Voici un beau dimanche de mars. Le soleil daigne luire, et les branches des arbres, sous ses caresses tièdes, ouvrent follement leurs petits bourgeons chatouillés.

Il y a dix-huit ans que le grand, joyeux et robuste Yan a perdu son fils André.

Et voici, dans la cuisine du Bignaou, assis en un vaste fauteuil garni de paille, un vieil homme ratatiné, courbé, recoquillé, allongeant vers le feu deux mains tremblantes et amaigries.

C'est l'ancien Yan, le bon laboureur herculéen, qui portait sa charrue sur les épaules.

Quand les deux mains frileuses sont assez chaudes, le vieillard prend une quenouille de roseau chargée de lin, l'attache à sa ceinture, comme fait

une femme, ramasse à son côté un long fuseau de bois, et silencieusement, file, file du lin, en regardant, de ses petits yeux gris, les sarments rouges qui se tordent, dans la flamme, puis s'effondrent en braise.

Yan file ainsi, file du lin depuis dix ans. Il n'a plus l'usage de ses jambes; il ne peut se mouvoir que sur des béquilles.

La cause? Il la savait, l'incurable Gascon. Et une haine féroce bouillonnait en lui contre cette cause maudite qui était—naturellement—Paris!

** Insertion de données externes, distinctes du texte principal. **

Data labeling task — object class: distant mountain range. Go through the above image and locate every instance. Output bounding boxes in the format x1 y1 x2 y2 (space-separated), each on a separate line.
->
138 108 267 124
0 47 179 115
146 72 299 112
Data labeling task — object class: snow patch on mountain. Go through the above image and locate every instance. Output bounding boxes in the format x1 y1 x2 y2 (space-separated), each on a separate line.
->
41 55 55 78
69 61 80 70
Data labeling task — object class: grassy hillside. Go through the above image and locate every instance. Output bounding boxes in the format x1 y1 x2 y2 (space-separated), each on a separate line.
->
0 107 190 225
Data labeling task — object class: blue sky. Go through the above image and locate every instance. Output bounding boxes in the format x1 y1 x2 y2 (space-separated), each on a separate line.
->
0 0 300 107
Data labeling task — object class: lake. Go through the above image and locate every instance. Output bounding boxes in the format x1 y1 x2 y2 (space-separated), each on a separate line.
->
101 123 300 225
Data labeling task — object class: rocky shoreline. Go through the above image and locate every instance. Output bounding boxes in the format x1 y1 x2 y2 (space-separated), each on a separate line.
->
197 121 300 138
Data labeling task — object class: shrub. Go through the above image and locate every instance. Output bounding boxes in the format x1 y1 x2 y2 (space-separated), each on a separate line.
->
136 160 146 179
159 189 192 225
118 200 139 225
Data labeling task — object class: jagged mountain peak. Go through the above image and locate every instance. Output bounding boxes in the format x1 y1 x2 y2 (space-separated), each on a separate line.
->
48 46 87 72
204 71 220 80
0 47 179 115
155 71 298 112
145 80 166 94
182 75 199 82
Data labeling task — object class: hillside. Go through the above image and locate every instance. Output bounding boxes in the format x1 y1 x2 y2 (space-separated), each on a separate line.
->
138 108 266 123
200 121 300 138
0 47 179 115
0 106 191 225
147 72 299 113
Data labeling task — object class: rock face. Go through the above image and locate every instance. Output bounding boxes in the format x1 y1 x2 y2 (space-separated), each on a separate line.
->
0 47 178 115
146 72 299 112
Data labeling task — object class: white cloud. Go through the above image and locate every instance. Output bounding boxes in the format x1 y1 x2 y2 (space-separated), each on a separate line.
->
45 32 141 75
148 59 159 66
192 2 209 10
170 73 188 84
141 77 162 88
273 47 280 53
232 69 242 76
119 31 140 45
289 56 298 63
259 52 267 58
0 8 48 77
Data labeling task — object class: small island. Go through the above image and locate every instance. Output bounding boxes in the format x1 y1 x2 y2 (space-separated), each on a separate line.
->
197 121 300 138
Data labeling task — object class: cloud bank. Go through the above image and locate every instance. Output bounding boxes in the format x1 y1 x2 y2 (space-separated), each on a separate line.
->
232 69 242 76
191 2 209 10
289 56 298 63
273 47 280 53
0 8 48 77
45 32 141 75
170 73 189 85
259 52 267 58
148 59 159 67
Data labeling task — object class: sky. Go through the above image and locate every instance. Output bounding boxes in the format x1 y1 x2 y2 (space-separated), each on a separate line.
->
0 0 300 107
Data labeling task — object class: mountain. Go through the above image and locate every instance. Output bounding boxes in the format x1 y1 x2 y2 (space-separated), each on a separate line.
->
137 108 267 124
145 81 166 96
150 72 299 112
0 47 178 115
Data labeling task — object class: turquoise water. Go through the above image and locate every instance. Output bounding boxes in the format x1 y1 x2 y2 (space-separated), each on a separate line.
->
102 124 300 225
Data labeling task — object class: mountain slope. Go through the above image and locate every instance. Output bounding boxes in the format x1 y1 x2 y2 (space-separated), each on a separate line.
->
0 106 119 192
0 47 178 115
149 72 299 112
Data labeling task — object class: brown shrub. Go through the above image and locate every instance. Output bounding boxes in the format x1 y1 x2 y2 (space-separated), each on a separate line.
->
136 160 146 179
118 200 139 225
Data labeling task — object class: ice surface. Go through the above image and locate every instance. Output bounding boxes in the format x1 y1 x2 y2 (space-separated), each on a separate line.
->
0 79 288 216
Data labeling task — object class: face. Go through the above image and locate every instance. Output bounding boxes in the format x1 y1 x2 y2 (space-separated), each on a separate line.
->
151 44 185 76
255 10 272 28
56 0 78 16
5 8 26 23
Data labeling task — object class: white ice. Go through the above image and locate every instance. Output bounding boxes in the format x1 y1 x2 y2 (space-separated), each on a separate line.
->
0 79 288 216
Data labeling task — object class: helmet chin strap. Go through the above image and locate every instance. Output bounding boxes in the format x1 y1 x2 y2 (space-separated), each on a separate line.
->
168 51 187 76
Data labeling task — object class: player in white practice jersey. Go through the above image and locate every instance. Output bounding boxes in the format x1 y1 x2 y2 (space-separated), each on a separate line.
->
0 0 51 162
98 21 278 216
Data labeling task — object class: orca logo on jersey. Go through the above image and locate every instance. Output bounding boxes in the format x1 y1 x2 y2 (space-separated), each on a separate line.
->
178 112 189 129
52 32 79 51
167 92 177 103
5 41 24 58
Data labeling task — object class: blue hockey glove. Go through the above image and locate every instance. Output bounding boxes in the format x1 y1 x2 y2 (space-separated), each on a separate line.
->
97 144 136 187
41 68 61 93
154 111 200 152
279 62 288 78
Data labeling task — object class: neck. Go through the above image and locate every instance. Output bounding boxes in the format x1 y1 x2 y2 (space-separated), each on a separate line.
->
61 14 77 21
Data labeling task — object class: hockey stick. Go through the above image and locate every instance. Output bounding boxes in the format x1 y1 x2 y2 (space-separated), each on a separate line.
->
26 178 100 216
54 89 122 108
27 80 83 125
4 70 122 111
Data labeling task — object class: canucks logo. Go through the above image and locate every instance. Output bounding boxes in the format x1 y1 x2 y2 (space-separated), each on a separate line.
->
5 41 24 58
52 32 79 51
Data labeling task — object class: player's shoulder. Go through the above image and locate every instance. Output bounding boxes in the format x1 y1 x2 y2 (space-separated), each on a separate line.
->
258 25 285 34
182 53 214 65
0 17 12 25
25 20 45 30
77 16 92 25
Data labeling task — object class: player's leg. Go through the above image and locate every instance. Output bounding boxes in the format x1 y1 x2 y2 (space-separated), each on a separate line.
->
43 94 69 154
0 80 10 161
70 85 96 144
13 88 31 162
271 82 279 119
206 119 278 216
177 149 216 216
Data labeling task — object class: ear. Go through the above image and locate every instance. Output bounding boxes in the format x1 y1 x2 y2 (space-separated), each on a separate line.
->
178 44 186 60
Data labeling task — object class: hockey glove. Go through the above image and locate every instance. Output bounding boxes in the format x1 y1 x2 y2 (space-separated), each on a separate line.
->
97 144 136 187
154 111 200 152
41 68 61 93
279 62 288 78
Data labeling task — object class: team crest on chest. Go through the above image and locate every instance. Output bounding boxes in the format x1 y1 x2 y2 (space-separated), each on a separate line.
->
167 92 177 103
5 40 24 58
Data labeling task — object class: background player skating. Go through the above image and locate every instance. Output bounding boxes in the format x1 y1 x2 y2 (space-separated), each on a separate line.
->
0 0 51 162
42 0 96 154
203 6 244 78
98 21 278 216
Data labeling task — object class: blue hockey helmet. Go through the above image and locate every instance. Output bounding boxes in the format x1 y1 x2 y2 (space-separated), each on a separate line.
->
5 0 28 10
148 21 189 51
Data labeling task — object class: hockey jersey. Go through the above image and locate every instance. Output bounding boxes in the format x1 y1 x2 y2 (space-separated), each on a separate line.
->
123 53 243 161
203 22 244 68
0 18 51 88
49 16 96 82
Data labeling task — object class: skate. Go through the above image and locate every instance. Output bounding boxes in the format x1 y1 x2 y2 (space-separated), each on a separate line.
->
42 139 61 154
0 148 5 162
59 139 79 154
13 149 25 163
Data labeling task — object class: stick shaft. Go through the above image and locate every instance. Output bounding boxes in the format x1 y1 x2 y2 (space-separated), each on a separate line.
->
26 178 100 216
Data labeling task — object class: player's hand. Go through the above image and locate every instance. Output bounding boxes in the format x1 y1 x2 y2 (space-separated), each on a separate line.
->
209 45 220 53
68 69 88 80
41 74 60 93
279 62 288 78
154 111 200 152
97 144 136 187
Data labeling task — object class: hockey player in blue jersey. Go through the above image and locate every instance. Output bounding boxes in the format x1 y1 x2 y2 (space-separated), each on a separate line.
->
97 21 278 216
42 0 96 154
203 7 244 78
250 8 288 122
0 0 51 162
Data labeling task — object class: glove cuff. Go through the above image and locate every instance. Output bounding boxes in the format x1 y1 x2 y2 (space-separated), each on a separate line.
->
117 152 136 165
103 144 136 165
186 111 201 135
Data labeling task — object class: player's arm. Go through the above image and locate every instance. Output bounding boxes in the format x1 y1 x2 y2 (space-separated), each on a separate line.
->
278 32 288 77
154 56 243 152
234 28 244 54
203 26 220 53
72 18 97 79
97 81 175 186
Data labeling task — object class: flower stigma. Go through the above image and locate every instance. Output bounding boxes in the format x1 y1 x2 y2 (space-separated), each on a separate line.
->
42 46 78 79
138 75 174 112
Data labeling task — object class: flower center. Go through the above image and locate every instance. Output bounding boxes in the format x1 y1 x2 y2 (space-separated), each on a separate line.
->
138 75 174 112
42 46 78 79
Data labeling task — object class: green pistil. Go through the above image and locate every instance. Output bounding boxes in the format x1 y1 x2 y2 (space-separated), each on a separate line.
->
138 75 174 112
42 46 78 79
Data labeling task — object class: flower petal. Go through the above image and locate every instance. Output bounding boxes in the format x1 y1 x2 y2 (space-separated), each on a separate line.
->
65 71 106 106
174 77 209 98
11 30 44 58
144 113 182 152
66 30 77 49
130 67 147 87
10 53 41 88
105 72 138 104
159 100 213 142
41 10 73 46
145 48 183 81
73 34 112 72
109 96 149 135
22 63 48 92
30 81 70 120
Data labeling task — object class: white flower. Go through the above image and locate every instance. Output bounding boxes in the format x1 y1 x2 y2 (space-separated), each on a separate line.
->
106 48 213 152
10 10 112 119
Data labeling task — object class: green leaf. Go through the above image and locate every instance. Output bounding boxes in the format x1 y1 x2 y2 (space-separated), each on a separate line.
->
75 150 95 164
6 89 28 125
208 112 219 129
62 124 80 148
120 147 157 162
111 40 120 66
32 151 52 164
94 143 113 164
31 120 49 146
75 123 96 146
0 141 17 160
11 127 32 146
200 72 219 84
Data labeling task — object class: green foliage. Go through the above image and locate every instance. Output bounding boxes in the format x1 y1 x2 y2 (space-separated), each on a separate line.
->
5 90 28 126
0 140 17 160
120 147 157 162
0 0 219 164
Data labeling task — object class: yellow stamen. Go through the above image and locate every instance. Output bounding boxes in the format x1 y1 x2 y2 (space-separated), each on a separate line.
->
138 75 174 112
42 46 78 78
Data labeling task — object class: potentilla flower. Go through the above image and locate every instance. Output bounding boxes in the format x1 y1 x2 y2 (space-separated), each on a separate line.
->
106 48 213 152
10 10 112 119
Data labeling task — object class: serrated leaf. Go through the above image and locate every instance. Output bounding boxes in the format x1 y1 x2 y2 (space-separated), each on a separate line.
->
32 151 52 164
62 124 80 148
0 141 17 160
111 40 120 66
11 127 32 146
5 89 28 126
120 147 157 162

Car si Paris n'avait pas existé, n'est-ce pas, André n'y serait pas allé. S'il n'y était pas allé, il n'aurait pas songé à faire construire cette maison néfaste. S'il ne l'avait pas fait construire, il n'y aurait pas trouvé la mort. S'il n'y avait pas trouvé la mort, Yan ne se serait pas jeté à l'eau un jour où il était couvert de sueur; et par conséquent—le médecin lui-même l'avait reconnu!—ses jambes n'auraient pas attrapé ces rhumatismes atroces qui le clouaient depuis quinze ans sur un fauteuil. L'infernal Paris!